The city of Boston's ban on single-use plastic bags went into effect on December 14, and the main ideas of the ordinance are that stores can only give reusable, recyclable, or compostable bags to their customers, that retailers are no longer allowed to hand out single-use plastic bags with handles, and that even restaurant to-go orders have to be packaged in recycled paper or reusable bags.
Another section of the ordinance requires all retailers to have a sign posted within five feet of the cash register to inform customers that they have to bring their own reusable bags or they'll be charged at least a nickel for one of the store's newly compliant versions. Although those signs are still taped up everywhere, city officials have given everyone permission to temporarily ignore them and yes, it's because of coronavirus.
Last Wednesday, Boston mayor Martin J. Walsh granted a temporary exemption to the plastic bag ordinance, and is again allowing "essential businesses" (read: the ones that have been allowed to remain open) to use single-use bags, and to stop charging customers for them.
"During this challenging time, we understand the retail establishments our residents rely on—like grocery stores, pharmacies, and restaurants—need added flexibility to best serve their customers," Walsh said in a statement. "We are adjusting Boston's plastic bag ordinance to give establishments and residents the help they need during this time."
The entire state of Massachusetts followed suit, as did Maine. New Hampshire and New York have both decided to delay their own statewide plastic bag bans, and the Vermont Retail and Grocers Association is urging that state's governor to delay its soon-to-be implemented law too.
A study published in March in the New England Journal of Medicine determined that this strain of coronavirus could live "up to two to three days" on plastic and on stainless steel surfaces, and "suggests that people may acquire the virus through the air and after touching contaminated objects." It does not specifically mention reusable bags as a concern, but it does advise that any frequently touched objects should be disinfected regularly—and how often do people really wash their shopping bags?
In a move that is zero percent surprising, Big Plastic has jumped right in to tell people that single-use plastics are the safer alternative during this pandemic, and the Plastics Industry Association has written to the U.S. Department of Health and Human Services asking the agency to have its back on this one.
"We ask that the department speak out against bans on these products as a public safety risk and help stop the rush to ban these products by environmentalists and elected officials that puts consumers and workers at risk," the association wrote, according to a copy of the letter obtained by Politico.
The American Recyclable Plastic Bag Alliance has also spoken up, saying that forcing supermarket and retail workers to handle customers' reusable bags could jeopardize their health right now. "Grocery stores are one of the few places that are going to remain open, and there’s no need to force some sort of a policy of a bag ban when there are much more important things to deal with," the organization said.

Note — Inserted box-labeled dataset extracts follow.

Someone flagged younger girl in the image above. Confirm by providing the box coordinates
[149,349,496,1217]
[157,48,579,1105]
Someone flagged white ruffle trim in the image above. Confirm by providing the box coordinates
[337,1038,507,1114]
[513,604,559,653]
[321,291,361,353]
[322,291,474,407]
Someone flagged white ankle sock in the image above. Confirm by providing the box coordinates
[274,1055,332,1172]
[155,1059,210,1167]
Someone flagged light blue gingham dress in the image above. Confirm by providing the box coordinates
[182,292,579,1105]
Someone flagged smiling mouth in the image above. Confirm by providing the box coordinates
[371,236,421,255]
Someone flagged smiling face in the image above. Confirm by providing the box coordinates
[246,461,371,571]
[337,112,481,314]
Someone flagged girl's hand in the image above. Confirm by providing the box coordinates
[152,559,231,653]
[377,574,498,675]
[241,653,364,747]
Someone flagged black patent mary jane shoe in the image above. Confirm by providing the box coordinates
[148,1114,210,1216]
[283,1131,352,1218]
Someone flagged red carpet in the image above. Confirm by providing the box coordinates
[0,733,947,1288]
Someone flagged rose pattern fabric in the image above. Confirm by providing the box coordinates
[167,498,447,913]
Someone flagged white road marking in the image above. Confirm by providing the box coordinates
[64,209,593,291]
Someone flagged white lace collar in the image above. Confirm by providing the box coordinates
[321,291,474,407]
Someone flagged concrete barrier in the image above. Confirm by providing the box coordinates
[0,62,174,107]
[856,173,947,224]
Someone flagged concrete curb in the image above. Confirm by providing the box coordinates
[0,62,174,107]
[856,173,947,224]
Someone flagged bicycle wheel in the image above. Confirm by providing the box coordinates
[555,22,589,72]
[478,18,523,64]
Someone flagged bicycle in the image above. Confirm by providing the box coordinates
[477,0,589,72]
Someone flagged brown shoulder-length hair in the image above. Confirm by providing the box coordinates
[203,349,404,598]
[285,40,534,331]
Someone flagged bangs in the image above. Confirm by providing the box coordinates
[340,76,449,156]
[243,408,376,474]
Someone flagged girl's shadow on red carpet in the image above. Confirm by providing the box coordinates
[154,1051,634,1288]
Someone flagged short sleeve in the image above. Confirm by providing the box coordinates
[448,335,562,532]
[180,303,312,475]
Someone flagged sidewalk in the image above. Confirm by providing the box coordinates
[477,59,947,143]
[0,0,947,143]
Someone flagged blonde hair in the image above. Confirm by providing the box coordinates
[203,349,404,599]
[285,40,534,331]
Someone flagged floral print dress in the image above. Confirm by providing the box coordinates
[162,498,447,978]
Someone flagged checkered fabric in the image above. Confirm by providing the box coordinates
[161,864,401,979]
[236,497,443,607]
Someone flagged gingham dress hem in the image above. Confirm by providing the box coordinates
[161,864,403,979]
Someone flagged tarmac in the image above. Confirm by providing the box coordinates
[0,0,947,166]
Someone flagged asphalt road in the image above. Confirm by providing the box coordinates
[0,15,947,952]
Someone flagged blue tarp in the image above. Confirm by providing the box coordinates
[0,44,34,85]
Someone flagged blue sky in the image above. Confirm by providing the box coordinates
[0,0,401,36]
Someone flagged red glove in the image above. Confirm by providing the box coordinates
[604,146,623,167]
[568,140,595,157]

And it's not just plastic bags: The Wall Street Journal reports that coffee chains, including Starbucks, Dunkin Donuts, and Tim Hortons have temporarily stopped refilling customers' reusable cups over coronavirus-related health concerns.
The sponsor of Denver's plastic bag ordinance announced that she would be rewriting it so that it would go into effect next January 1 instead of July 1 as originally planned. "City staff and consumers have other priorities right now," Kendra Black said.
And that's the thing: Will customers who had been happily carrying their own mug into Starbucks, or taking a cotton PBS-logo tote into the supermarket resume those behaviors when this global health threat is safely behind us, or will they have "other priorities" in a month (or two or six)? And once shoppers have been told that single-use bags are more sanitary or less likely to transmit viruses than reusable versions, will they be as accepting of statewide or citywide bans?
The Break Free From Plastic organization seems to think so. "The zero-waste lifestyle is here to stay and is gaining more traction every day," it wrote on its website. "While the coronavirus will change many things in our lives for a time, it won’t change our core values like working for healthy people, a healthy planet, and a sustainable economy. But just like take-out and food delivery, this crisis is also showing us that we need better systems for [Bring Your Own] and bulk shopping."
And all isn't completely lost for anti-plastic advocates. Despite the ongoing pandemic, Washington governor Jay Inslee signed the state's plastic bag ban into law last week anyway. It goes into effect on January 1.